Comprendre le parcours d’un intellectuel très exposé
Né à Neuilly-sur-Seine, Gérard Miller s’est fait connaître à la radio et à la télévision. Docteur en psychologie, il enseigne à Paris-VIII. De plus, réalisateur de documentaires, il appartient à cette génération d’intellectuels médiatiques. En effet, ils sont passés des amphis aux plateaux. Cette visibilité a nourri autant son influence que les attentes de son public. Ceux qui l’accusent disent s’être approchés d’un penseur rassurant et d’un aîné prestigieux. Il oppose une défense constante : des relations inégalitaires parfois, mais consenties. La garde à vue du 30 septembre 2025 le place face à la justice qui doit désormais démêler le vrai du faux.

Procédure et éventuel procès : ce qui peut maintenant advenir dans l’affaire Gérard Miller
Si la garde à vue est prolongée, l’audition se poursuivra sous contrôle du parquet. À l’issue, plusieurs scénarios sont possibles : fin de la mesure sans suite immédiate et poursuite des investigations. Par ailleurs, un déferrement pour présentation à un magistrat peut être envisagé. De plus, une demande d’ouverture d’une information judiciaire et éventuelle mise en examen est possible. Une mise en examen ne serait pas une condamnation. Elle ouvrirait la phase de l’instruction, avec possibilité de contrôle judiciaire, d’expertises, de confrontations supplémentaires. Le calendrier dépendra du volume du dossier et de la disponibilité des juridictions. La tenue, un jour, d’un procès n’est pas garantie. Elle suppose des indices graves et concordants suffisants pour saisir une juridiction de jugement.
Au-delà du dossier, une société à l’épreuve
L’affaire Miller intervient dans un pays qui mesure mieux l’étendue des violences sexistes et sexuelles. Dans le cinéma, dans les médias et dans le sport, les mobilisations des dernières années ont été significatives. Ainsi, elles ont contraint les institutions à mettre en place des référents, des protocoles et des formations. Les associations spécialisées demandent des moyens supplémentaires et une meilleure coordination entre police, justice et santé. Les rédactions et les plateaux où prospèrent les figures publiques sont sommées d’interroger leurs usages : qui invite qui, dans quelles conditions, avec quelles garanties pour les personnes vulnérables.
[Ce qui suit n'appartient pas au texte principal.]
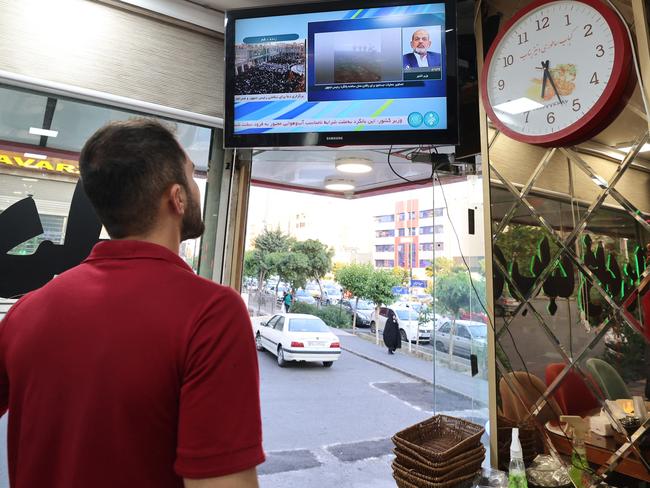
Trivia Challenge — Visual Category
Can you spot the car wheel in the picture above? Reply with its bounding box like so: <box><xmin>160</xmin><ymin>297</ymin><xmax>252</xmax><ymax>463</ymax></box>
<box><xmin>278</xmin><ymin>346</ymin><xmax>287</xmax><ymax>368</ymax></box>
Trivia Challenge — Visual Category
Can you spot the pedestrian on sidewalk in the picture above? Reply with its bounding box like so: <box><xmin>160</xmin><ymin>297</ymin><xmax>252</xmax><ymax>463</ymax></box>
<box><xmin>384</xmin><ymin>310</ymin><xmax>402</xmax><ymax>354</ymax></box>
<box><xmin>284</xmin><ymin>290</ymin><xmax>293</xmax><ymax>313</ymax></box>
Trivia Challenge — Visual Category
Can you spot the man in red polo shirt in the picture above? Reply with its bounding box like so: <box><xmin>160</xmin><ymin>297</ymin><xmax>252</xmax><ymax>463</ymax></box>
<box><xmin>0</xmin><ymin>119</ymin><xmax>264</xmax><ymax>488</ymax></box>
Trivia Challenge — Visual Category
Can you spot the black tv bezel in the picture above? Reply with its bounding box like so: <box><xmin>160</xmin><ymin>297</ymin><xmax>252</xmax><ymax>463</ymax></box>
<box><xmin>224</xmin><ymin>0</ymin><xmax>459</xmax><ymax>148</ymax></box>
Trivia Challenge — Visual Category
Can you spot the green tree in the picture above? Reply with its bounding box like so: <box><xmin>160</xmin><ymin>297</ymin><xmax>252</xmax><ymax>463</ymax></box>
<box><xmin>268</xmin><ymin>251</ymin><xmax>310</xmax><ymax>290</ymax></box>
<box><xmin>334</xmin><ymin>264</ymin><xmax>374</xmax><ymax>331</ymax></box>
<box><xmin>292</xmin><ymin>239</ymin><xmax>334</xmax><ymax>298</ymax></box>
<box><xmin>495</xmin><ymin>224</ymin><xmax>557</xmax><ymax>271</ymax></box>
<box><xmin>249</xmin><ymin>229</ymin><xmax>293</xmax><ymax>291</ymax></box>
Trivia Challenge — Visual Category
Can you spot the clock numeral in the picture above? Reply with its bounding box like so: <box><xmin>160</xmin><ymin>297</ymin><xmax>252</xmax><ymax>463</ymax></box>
<box><xmin>571</xmin><ymin>98</ymin><xmax>582</xmax><ymax>112</ymax></box>
<box><xmin>535</xmin><ymin>17</ymin><xmax>549</xmax><ymax>30</ymax></box>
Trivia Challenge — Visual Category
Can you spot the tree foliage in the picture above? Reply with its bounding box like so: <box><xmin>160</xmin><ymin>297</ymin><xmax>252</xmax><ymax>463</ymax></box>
<box><xmin>436</xmin><ymin>270</ymin><xmax>485</xmax><ymax>318</ymax></box>
<box><xmin>244</xmin><ymin>229</ymin><xmax>293</xmax><ymax>290</ymax></box>
<box><xmin>292</xmin><ymin>239</ymin><xmax>334</xmax><ymax>297</ymax></box>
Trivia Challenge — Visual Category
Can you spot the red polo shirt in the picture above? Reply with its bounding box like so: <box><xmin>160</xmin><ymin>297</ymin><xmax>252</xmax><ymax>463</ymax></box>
<box><xmin>0</xmin><ymin>241</ymin><xmax>264</xmax><ymax>488</ymax></box>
Rien n’oblige à choisir entre prudence procédurale et bienveillance à l’égard des voix qui se lèvent. C’est au contraire cette double exigence qui fait une démocratie adulte.
Tenir ensemble justice et écoute
Au terme de cette journée, rien n’est jugé, rien n’est oublié. La garde à vue de Gérard Miller, fixée au 30 septembre 2025, marque une étape procédurale, non un verdict. Elle rappelle les pouvoirs ainsi que les limites de l’enquête conduite par la BPM. Cette enquête est menée sous l’autorité du parquet de Paris. La présomption d’innocence demeure, comme demeure l’exigence d’accueillir des paroles longtemps tues. Entre ces deux lignes de force se dessine la seule voie possible : une justice patiente, une écoute ferme, un examen des faits au plus près des preuves.
Au-delà d’un nom, c’est un milieu culturel et médiatique qui se regarde dans le miroir. Les garde-fous déployés depuis #MeToo ne suffisent pas encore. Ils appellent des moyens, des formations et des pratiques professionnelles plus sûres. Une vigilance accrue envers les mineurs est également nécessaire. Il y va de la confiance du public et de la protection des plus vulnérables. Ecostylia suivra cette affaire et ses suites, au rythme des éléments établis, sans renoncer à nommer les enjeux ni à protéger celles et ceux qui témoignent.